Hamburg. Ex-BASF-Vorstand platzt der Kragen: Neue Fahrradstraße drängt Radler auf den Spazierweg am Alsterufer. Ärger schon in der Bauphase.

Der Streit um die neu angelegte Fahrradstraße am Harvestehuder Weg zieht weitere Kreise. Jetzt erheben der Unternehmer Eggert Voscherau, 71, Bruder von Altbürgermeister Henning Voscherau, und der Harvestehuder Rechtsanwalt Christian Krienke, 74, neue Vorwürfe. Nach ihrer Beobachtung hat der Radverkehr auf dem Wanderweg am Alsterufer massiv zugenommen – und zwar erst nach Inbetriebnahme der neuen Fahrradstraße. Ihre Erklärung: Die Fahrradstraße sei so schlecht konzipiert, dass Radler von dort vertrieben würden und auf den Fußweg auswichen. Die beiden Männer fordern nun strengere Kontrollen entlang der Alster und klare Verbotsschilder an den einzelnen Zuwegen.

Bei einem Ortstermin wird deutlich, was die beiden meinen: Pausenlos werden sie auf dem Fußweg von Fahrrädern umbraust – und das mitten in der Woche. „Am Wochenende ist es hier viel schlimmer“, schimpft Krienke. Erst kürzlich sei seine Frau beim Spazierengehen von einem Radler angefahren worden, „und der Kerl hat sich nicht mal entschuldigt“.

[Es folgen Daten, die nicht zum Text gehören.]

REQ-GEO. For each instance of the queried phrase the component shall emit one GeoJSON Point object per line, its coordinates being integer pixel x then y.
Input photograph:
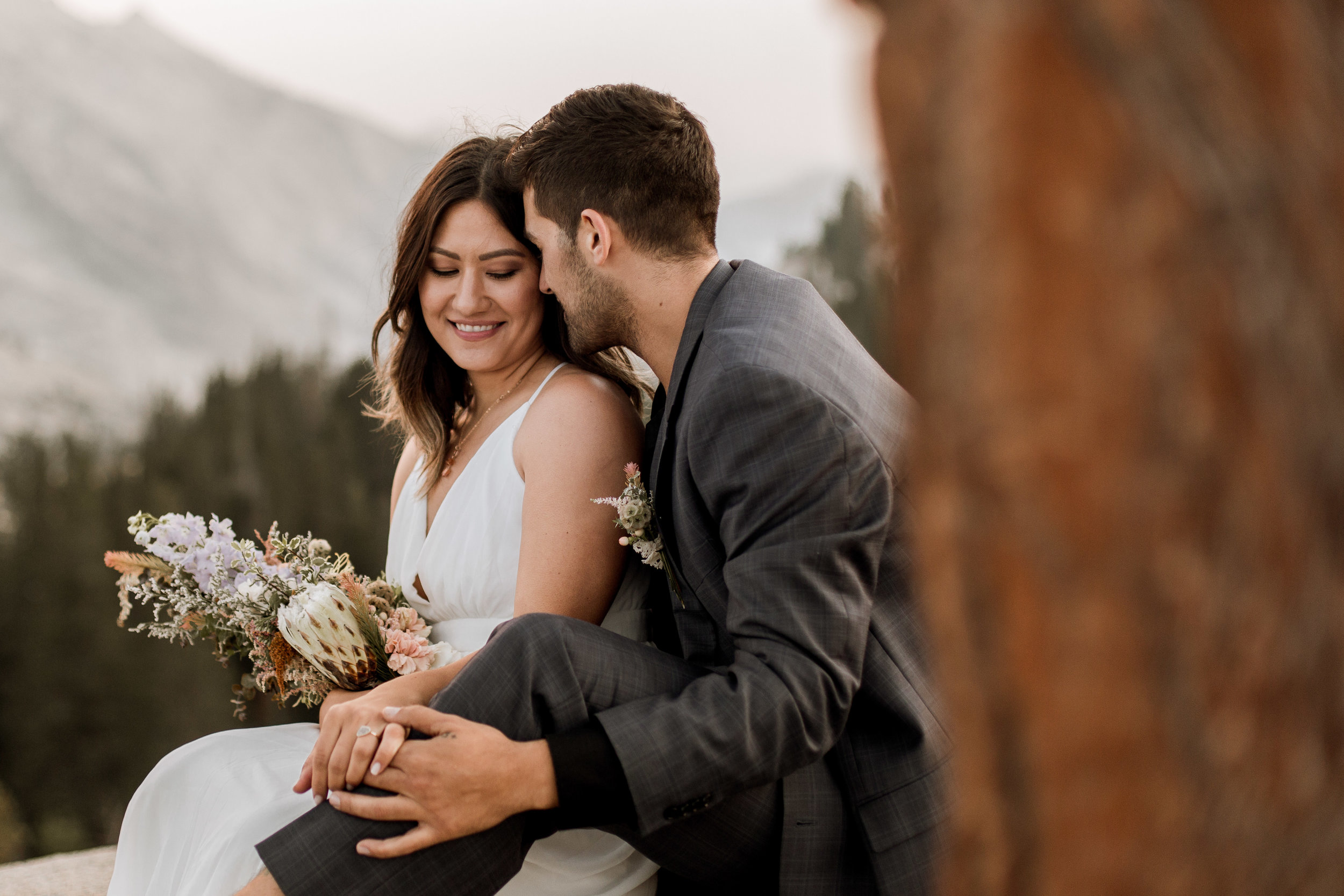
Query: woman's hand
{"type": "Point", "coordinates": [342, 755]}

Die Fahrradstraße war Ende 2014 in Betrieb genommen worden. Der Ärger begann schon in der Bauphase, die Kritik riss auch nach Fertigstellung nicht ab. Die Umgestaltung der etwa 1,3 Kilometer langen Strecke hatte rund 1,5 Millionen Euro gekostet.

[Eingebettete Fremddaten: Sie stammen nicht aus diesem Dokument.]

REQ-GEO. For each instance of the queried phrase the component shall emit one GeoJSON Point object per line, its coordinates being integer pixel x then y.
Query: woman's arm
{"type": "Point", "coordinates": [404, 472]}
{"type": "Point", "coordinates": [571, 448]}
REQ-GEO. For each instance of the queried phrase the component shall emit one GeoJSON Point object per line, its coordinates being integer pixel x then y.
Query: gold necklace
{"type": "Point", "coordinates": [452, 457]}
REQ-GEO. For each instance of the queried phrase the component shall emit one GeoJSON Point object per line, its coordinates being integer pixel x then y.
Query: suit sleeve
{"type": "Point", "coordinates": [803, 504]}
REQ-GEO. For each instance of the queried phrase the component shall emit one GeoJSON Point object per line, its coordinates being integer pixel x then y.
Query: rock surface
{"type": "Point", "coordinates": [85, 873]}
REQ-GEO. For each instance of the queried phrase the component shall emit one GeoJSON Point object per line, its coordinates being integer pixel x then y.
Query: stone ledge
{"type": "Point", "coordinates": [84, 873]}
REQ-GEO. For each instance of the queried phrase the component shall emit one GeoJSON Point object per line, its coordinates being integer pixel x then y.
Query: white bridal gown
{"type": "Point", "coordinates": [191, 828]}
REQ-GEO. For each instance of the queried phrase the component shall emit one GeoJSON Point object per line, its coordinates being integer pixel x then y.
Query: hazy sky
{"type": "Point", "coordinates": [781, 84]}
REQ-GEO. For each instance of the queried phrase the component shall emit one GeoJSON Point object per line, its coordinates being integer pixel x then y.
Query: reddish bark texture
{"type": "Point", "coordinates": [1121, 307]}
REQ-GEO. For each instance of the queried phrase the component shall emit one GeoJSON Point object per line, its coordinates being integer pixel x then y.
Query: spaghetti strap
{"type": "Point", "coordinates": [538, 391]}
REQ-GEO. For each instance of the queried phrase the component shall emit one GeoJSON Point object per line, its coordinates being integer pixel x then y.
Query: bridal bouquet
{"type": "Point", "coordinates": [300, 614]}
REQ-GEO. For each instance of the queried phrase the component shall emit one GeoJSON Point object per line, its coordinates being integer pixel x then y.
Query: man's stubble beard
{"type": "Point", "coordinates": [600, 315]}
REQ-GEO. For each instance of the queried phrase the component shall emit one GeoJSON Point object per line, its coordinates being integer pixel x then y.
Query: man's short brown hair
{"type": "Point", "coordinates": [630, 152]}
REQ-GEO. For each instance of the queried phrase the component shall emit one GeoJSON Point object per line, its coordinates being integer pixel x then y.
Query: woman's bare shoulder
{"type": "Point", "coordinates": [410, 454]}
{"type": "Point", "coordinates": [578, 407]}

Gleich am nördlichen Ende der Fahrradstraße, in Höhe des Anglo German Clubs, sind die Probleme deutlich sichtbar. Die Fahrer von zwei Reisebussen versuchen, aneinander vorbei zu rangieren, etliche Autos stauen sich dahinter. Die Fahrradfahrer, die sich diesem Knäuel nähern, sind erkennbar verunsichert. Eigentlich sollen sich Radler und Motorfahrzeuge die Straße teilen, das ist aber in diesem Moment kaum möglich. Hinzu kommt, dass vielen Radfahrern nicht klar ist, ob sie den alten Radweg, der weiterhin parallel zur Straße verläuft, immer noch nutzen dürfen. Bekanntlich war ursprünglich geplant, ihn aufzulösen und umzuwidmen, eventuell in eine Skaterbahn. Auf der entsprechenden Infoseite von hamburg.de wird das weiterhin so angekündigt, dabei hat sich Eimsbüttels Bezirksamtsleiter Torsten Sevecke längst von diesem Teil der Planung distanziert.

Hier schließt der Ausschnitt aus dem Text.